Delfín Agudelo: Sí, pero ese virtualismo en comunicación también nos sitúa en un extremo de nosotros mismos, ya que seremos localizados, o por lo menos notificados, en cualquier lugar del mundo: sabes quien llamó; sabes quién intentó llamarte; sabes a qué hora intentó ponerte en contacto contigo. Es una prisión ambulante.

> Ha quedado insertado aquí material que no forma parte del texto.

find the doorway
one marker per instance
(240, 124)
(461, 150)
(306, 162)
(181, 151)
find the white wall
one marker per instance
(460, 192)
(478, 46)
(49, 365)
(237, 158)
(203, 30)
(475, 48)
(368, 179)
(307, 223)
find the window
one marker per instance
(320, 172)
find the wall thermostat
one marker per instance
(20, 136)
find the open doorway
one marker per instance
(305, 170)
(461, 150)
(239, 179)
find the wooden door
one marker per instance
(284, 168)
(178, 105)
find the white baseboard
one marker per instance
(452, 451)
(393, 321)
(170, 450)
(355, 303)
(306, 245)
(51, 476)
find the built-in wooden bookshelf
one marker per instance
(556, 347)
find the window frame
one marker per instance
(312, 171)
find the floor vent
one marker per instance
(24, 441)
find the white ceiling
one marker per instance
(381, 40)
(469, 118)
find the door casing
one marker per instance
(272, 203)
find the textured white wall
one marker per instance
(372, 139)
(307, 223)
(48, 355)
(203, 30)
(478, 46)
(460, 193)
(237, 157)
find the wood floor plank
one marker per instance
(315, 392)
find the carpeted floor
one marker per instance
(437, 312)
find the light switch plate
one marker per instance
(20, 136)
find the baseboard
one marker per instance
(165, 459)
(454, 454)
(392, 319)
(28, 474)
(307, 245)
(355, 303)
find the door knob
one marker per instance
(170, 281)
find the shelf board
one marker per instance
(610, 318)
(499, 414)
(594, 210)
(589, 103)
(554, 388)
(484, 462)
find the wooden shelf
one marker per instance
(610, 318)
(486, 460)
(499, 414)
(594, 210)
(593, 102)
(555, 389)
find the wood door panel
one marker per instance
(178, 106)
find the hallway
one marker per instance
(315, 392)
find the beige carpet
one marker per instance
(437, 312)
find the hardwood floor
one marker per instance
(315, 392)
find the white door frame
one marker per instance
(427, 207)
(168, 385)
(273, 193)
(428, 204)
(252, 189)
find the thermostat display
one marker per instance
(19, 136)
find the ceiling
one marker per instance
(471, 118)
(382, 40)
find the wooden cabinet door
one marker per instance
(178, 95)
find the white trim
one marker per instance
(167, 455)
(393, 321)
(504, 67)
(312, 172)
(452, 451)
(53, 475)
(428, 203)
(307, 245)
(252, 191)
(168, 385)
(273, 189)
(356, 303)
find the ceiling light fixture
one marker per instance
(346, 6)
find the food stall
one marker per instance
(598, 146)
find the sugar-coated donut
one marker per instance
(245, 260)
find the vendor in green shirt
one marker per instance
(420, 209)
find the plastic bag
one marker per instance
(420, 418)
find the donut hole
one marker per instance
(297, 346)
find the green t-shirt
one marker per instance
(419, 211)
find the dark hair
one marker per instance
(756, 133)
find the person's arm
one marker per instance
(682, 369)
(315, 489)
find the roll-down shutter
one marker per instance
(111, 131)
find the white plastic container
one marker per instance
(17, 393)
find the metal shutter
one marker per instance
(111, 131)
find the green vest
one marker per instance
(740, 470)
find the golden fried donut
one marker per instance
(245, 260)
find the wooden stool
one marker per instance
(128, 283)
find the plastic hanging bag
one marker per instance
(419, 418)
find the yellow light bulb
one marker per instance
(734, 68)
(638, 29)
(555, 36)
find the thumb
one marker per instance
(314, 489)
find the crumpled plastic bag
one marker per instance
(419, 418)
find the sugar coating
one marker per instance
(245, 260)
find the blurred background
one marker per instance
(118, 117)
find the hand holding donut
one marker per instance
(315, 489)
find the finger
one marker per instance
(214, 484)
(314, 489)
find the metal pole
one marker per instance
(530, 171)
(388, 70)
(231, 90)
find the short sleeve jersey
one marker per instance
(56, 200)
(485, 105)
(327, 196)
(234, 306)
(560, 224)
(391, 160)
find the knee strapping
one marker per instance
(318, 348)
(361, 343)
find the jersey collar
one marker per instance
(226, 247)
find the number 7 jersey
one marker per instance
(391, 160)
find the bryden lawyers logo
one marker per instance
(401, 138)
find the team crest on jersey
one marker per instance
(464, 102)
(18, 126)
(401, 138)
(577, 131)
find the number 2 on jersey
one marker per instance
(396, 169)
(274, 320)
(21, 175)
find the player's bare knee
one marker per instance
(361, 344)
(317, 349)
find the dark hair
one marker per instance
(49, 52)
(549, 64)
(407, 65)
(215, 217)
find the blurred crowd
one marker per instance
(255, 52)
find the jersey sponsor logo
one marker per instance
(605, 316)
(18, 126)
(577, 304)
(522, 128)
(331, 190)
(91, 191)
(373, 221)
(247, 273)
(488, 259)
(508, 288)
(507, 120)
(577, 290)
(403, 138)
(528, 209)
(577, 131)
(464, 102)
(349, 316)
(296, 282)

R.A.: También nos desprotege porque de alguna manera nos ha ido desacostumbrando a viajar en el sentido tradicional del viaje, que era ir descubriendo mundos sin la protección de esa comulación permanente. Además con el hecho del descubrimiento de mundos te dejaba una rememoración de los mundos que dejabas atrás. Ahora no hay mundos que se dejen atrás; si vas al otro lado del planeta y llevas esa tecnología, el mundo del que has salido se incrusta al mundo al que estás llegando. Y ahí se modifica drásticamente uno de los fundamentos mismos de la experiencia del viaje, que exigía ese dejar tierra atrás. En el terreno de la superación de la soledad también es paradójico, porque se crea un gran efecto de ilusión, un efecto espejismo. Esta chica de la que hemos hablado cuando estaba en Puerto Rico, si realmente  no conociera a nadie, estaba en la situación del viajero solitario. Pero ella tenía la ilusión de llevar una multitud de acompañantes a través de un talismán que era su portátil. Es un auténtico talismán, la palabra es esa: están concentradas todas las fuerzas y energías, y nuestras confianzas. El momento en que se rompe se cae el mundo. Ahora, también es inteligente verlo desde el otro lado: cuando se rompe, tienes la oportunidad de alejarte, por lo menos durante un momento, de ese mundo, y de tú en ese mundo. El viejo tema que creo que todo ser humano es muy útil y provechoso que se planteé, del cambio de identidad. Creo que prácticamente todos hemos tenido la tentación de cambiar de identidad, desaparecer. Pero si tenemos esa tentación es fundamentalmente para alejarnos de nosotros mismos, para ser capaces de alguna manera de mudar de piel, como una serpiente. Para conocernos mejor: es muy importante salir fuera, de nosotros, para conocernos mejor.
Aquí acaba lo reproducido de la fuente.